A Monthly Column in News Photographer magazine

Deni Elliott, Director, The Practical Ethics Center, University of Montana
Paul Martin Lester, Professor of Communications, California State University, Fullerton
(E-mail and Web page)

The Outrage of Governmental Distortion

American military forces, along with several hundred journalists, conducted a war in Iraq.

Local officials used a fire truck, ambulances and private vehicles to block journalists from viewing removal of immigrant bodies from a truck trailer where they had died.

President George Bush, wearing a pilot's jumpsuit, hopped out of a jet on the deck of an aircraft carrier to announce that military action had ended in Iraq.

What these three recent events have in common is that they are examples of successful governmental control of news stories and pictures. Government is increasingly sophisticated in shaping news coverage. The inappropriate manipulation of media that horrified citizens during the McCarthy era of the mid-20th Century has been neutralized into the now accepted notion of "spin."

It is reasonable to ask just what is wrong with governmental officials, whether on the Federal or local level, working to control news coverage to suit their purposes. (Although, we must acknowledge that such a question would be unthinkable if citizens trusted public officials to tell the truth.)

Government and journalism both exist to serve the needs of citizens, but the jobs of these two essential social institutions are different from one another. Government exists to keep the peace, to promote the common good and to protect citizens from various harms. Law enforcement and fire protection come easily to mind as two ways that our government protects citizens from harms.

But, government is not required to provide citizens with information, except in very narrow circumstances, covered by the Federal Freedom of Information Act and state-based Sunshine Laws. The Patriot Act and other reactions to the threat of terrorism have further narrowed what government is required to tell. It is reasonable to argue in a democracy, that the government should tell citizens everything that is happening in our name. While that is reasonable, it is not required; we rely on the press, with agendas separate from governmental interests, to tell us what is going on.

Journalism, a social institution equally important to government, has the job of giving citizens information that we all need to make educated decisions regarding our self-governance. That needed information is the backbone of news. In this country, the First Amendment allows news media owners to do whatever they want with their publications and programs. But, virtually all mainstream news organizations have promised readers and viewers that they will provide the news.

Unfortunately, the moral requirement that news organizations give citizens information is not backed up by a legal requirement that government, or anyone else; provide journalists information or special access to develop information. Generally speaking, journalists have no claim to access different from that of any citizen. But, it is also conventional for public officials to provide information and access to journalists far beyond what they provide other citizens.

So, the social institution of journalism has the job of giving citizens important information but the government has no corresponding duty to give journalists special access to information.
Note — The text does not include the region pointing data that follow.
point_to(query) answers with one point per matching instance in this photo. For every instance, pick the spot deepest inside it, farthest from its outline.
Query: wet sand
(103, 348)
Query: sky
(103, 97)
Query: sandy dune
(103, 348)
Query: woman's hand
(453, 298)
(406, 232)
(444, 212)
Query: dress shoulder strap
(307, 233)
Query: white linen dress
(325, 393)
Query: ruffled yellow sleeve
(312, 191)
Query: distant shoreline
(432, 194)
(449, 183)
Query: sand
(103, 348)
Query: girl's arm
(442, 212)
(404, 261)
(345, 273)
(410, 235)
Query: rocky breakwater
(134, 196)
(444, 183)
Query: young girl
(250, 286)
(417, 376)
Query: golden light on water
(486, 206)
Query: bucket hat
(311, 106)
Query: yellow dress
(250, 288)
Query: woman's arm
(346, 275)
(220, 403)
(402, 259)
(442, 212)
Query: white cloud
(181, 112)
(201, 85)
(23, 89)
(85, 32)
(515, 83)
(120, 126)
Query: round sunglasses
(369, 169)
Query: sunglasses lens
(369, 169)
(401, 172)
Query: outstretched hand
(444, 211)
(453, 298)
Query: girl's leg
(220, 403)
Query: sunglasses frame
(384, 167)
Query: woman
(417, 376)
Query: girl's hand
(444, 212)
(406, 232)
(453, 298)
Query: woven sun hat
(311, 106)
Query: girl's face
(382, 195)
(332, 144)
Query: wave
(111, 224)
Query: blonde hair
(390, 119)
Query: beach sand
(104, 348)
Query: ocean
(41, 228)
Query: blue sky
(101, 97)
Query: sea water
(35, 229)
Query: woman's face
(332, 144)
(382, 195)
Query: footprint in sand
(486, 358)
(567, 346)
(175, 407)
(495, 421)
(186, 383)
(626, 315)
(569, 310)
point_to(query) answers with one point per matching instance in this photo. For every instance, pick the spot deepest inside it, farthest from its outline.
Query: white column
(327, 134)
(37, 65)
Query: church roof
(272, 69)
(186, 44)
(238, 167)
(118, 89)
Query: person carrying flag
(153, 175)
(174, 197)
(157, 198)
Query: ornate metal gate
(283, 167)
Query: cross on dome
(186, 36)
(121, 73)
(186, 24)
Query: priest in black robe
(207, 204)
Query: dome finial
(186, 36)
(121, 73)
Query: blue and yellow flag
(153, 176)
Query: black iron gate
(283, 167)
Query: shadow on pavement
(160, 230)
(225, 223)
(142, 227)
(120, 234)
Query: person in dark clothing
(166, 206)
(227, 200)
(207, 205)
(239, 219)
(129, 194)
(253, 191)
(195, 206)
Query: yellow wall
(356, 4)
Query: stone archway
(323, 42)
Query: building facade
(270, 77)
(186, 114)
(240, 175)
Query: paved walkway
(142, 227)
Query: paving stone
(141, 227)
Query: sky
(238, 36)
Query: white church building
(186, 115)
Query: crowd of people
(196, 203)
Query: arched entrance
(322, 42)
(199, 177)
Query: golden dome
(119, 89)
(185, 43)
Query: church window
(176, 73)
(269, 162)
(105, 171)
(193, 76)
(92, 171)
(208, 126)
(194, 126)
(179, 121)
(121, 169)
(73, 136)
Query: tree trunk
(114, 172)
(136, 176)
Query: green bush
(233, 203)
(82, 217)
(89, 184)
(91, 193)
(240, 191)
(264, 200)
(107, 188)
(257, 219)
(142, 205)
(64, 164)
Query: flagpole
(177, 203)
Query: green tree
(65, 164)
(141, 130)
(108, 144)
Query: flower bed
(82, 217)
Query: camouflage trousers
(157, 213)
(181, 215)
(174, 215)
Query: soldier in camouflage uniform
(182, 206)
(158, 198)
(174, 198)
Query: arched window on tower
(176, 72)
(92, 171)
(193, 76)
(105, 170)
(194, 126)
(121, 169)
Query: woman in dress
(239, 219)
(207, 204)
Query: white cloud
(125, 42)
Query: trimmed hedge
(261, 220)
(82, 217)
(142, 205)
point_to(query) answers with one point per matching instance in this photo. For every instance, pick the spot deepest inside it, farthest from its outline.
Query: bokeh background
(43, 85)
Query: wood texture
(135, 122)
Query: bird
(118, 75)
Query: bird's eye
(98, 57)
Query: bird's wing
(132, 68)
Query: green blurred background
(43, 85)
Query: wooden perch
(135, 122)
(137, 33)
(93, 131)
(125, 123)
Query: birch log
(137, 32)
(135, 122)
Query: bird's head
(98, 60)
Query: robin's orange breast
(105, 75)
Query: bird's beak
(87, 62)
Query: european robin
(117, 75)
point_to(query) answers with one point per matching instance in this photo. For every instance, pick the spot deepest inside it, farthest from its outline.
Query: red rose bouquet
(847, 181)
As we saw with the embedding of journalists, special access can mean media management under a different name. But, whether or not journalists get true special access, the problem of governmental officials not going out of their way to provide special access is importantly different from governmental officials preventing journalists from covering legitimate news.

The Pentagon did far more than provide "special access" for embedded journalists. Military minders controlled where embedded journalists could go and what they could cover. They also actively prevented un-embedded journalists from accessing information.
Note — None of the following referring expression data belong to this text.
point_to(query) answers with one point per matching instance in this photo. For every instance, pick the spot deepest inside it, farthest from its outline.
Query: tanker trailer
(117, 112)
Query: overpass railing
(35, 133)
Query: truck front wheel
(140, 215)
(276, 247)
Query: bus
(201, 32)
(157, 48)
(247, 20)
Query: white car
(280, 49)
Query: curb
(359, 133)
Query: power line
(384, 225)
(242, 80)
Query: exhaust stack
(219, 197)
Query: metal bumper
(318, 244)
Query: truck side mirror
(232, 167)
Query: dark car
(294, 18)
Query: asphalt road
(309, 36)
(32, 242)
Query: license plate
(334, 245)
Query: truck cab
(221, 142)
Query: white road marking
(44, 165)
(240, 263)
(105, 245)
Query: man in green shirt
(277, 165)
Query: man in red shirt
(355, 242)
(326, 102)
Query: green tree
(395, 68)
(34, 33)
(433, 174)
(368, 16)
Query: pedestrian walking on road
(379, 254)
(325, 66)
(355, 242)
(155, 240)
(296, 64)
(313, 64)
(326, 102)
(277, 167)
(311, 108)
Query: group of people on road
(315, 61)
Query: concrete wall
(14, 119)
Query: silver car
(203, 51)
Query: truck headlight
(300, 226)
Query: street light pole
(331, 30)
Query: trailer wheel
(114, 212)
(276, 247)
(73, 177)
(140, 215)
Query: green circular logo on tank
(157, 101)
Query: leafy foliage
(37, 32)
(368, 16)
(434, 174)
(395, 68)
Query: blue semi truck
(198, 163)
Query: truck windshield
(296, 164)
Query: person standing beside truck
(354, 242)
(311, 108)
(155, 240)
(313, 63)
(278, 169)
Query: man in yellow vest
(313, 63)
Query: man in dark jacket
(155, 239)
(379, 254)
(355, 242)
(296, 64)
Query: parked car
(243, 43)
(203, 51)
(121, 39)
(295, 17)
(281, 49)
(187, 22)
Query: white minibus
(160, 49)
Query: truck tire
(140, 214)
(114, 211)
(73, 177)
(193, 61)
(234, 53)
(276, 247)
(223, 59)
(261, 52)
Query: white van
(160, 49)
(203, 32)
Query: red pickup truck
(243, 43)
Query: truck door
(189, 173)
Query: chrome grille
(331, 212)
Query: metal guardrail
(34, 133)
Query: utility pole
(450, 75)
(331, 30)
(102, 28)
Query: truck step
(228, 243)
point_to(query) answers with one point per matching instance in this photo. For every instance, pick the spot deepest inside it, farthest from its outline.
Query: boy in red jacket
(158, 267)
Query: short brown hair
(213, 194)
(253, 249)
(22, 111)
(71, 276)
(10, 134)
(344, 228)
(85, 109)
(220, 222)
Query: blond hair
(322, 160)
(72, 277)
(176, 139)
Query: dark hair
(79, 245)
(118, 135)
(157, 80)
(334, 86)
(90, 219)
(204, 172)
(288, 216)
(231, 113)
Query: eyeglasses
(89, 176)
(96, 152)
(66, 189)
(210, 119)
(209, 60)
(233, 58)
Coverage of the recovery of the bodies of 18 illegal immigrants who died in the back of a truck trailer was almost impossible, according to Victoria (TX) Advocate staff photographer TC Baker, even though the locked trailer had been abandoned at a public rest stop. "No matter where we moved (behind the crime scene tape)," Baker said in an e-mail message, "the officials would point out the 'herd' and then move vehicles to obstruct viewing of the scene." In this situation, public officials actively worked to deny journalists viewing access to a legitimate news event happening in public.
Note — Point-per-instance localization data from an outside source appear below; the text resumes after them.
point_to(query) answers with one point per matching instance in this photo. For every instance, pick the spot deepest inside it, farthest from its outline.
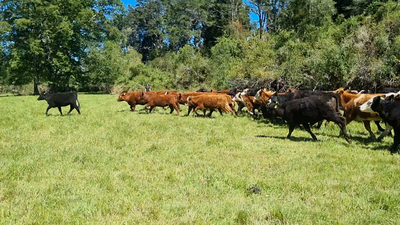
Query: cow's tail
(337, 103)
(79, 104)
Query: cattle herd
(294, 106)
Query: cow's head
(273, 100)
(375, 106)
(42, 96)
(147, 88)
(270, 110)
(122, 97)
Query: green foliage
(48, 39)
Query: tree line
(98, 45)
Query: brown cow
(132, 98)
(162, 100)
(246, 101)
(212, 102)
(182, 98)
(351, 103)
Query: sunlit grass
(112, 166)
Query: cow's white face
(244, 92)
(238, 97)
(257, 97)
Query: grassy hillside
(112, 166)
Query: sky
(128, 2)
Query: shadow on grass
(292, 138)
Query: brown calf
(351, 103)
(162, 100)
(132, 98)
(212, 102)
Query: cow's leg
(59, 109)
(307, 127)
(145, 108)
(291, 128)
(386, 132)
(396, 141)
(240, 107)
(379, 126)
(367, 126)
(152, 108)
(197, 108)
(77, 109)
(71, 107)
(220, 111)
(211, 111)
(341, 122)
(47, 110)
(189, 110)
(233, 112)
(177, 108)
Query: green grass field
(112, 166)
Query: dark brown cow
(132, 98)
(162, 100)
(182, 99)
(217, 101)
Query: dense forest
(98, 45)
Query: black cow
(61, 99)
(306, 111)
(291, 95)
(389, 111)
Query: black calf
(61, 99)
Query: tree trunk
(35, 86)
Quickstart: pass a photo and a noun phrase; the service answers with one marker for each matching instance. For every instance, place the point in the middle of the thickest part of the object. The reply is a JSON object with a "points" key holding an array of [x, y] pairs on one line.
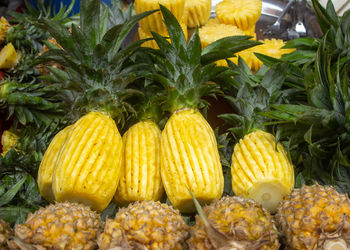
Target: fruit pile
{"points": [[107, 145]]}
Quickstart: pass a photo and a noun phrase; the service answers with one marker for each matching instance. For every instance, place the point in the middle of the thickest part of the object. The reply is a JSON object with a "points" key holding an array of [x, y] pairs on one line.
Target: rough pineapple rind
{"points": [[89, 164], [60, 226], [240, 220], [313, 216], [256, 161], [8, 57], [190, 159], [241, 13], [140, 176], [145, 225], [155, 22], [198, 12], [48, 163]]}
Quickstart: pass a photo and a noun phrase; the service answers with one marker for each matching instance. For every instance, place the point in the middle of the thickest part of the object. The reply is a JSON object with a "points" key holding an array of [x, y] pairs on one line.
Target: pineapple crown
{"points": [[250, 94], [185, 71], [99, 64]]}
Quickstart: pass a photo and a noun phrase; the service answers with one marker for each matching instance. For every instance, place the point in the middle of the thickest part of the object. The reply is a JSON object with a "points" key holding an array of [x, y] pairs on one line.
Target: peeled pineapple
{"points": [[145, 225], [315, 217], [5, 234], [234, 223], [190, 159], [140, 177], [59, 226], [8, 57], [260, 170], [155, 22], [48, 163], [4, 25], [241, 13], [8, 141], [89, 163], [198, 12]]}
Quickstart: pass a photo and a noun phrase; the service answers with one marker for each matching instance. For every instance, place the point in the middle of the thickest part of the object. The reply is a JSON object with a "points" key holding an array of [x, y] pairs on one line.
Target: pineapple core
{"points": [[268, 194]]}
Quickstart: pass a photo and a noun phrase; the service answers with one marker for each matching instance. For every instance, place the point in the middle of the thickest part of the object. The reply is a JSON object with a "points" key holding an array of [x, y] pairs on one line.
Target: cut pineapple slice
{"points": [[198, 12], [241, 13], [155, 22], [8, 57]]}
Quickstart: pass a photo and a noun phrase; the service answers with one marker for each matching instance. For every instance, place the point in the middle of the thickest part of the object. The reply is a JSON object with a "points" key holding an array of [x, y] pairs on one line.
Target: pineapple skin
{"points": [[241, 13], [48, 163], [198, 12], [190, 160], [155, 22], [140, 175], [240, 220], [255, 160], [145, 225], [60, 226], [311, 216], [89, 164], [8, 57]]}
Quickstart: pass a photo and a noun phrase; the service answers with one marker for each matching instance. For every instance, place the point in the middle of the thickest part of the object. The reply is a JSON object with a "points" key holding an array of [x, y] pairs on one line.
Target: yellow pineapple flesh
{"points": [[260, 170], [59, 226], [190, 160], [140, 176], [241, 13], [315, 217], [235, 223], [145, 225], [8, 57], [198, 12], [89, 164], [155, 22], [48, 163]]}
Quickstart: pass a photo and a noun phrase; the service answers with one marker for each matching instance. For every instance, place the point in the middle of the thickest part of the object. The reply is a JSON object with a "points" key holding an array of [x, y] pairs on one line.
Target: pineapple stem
{"points": [[335, 244], [268, 194]]}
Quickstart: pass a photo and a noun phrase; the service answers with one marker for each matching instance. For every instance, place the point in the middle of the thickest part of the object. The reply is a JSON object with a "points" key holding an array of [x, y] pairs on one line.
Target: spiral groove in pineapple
{"points": [[198, 12], [48, 163], [259, 171], [190, 160], [155, 22], [89, 164], [140, 178], [241, 13]]}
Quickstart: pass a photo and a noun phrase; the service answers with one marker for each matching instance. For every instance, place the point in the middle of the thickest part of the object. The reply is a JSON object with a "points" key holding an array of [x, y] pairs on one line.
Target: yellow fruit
{"points": [[8, 57], [89, 164], [241, 13], [155, 22], [315, 217], [59, 226], [140, 178], [4, 25], [198, 12], [236, 223], [271, 47], [5, 234], [8, 141], [145, 225], [190, 160], [143, 34], [260, 170], [48, 163]]}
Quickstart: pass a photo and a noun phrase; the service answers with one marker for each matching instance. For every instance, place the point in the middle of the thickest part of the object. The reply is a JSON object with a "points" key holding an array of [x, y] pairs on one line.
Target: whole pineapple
{"points": [[315, 217], [5, 234], [189, 152], [59, 226], [234, 223], [145, 225]]}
And, when President Bush landed aboard the Abraham Lincoln, his handlers created a manipulated scene with an eye toward campaign footage, while calling it news.

These examples of media management are better called governmental distortion. If citizens are prevented from seeing the images that journalists are attempting to provide, government can construct citizens' perceptions to suit governmental purposes.

As citizens are coming to understand in the post-analysis of the war in Iraq, we were misled in the months leading up to the war because journalists were repeating as fact governmental exaggerations and speculations.

More importantly, journalists fail to provide citizens needed information when they refrain from reporting on the extent of citizen misperception. It is amazing, but true, that more than 30% of Americans polled in the weeks prior to the start of the ground war believed that Saddam Hussein was involved in the attacks of 9/11 or believed that some or all of the hijackers that day were from Iraq. This profound confusion merited little media attention. Yet, part of what it means for journalism to provide citizens needed information is that news organizations look for opportunities to present the truth.

The consequences of governmental deception or distortion create a set of news stories that do not lose their importance in the re-telling. Visual messages that show public officials obstructing access to legitimate news and visual messages that illustrate journalistic willingness to look where officials are not pointing provide the best defenses. Enough examples might even provoke citizen outrage. Although citizens don't seem to care about whether governmental officials lie or if journalistic accounts are accurate, perhaps that is because journalists are not giving them enough reason to care.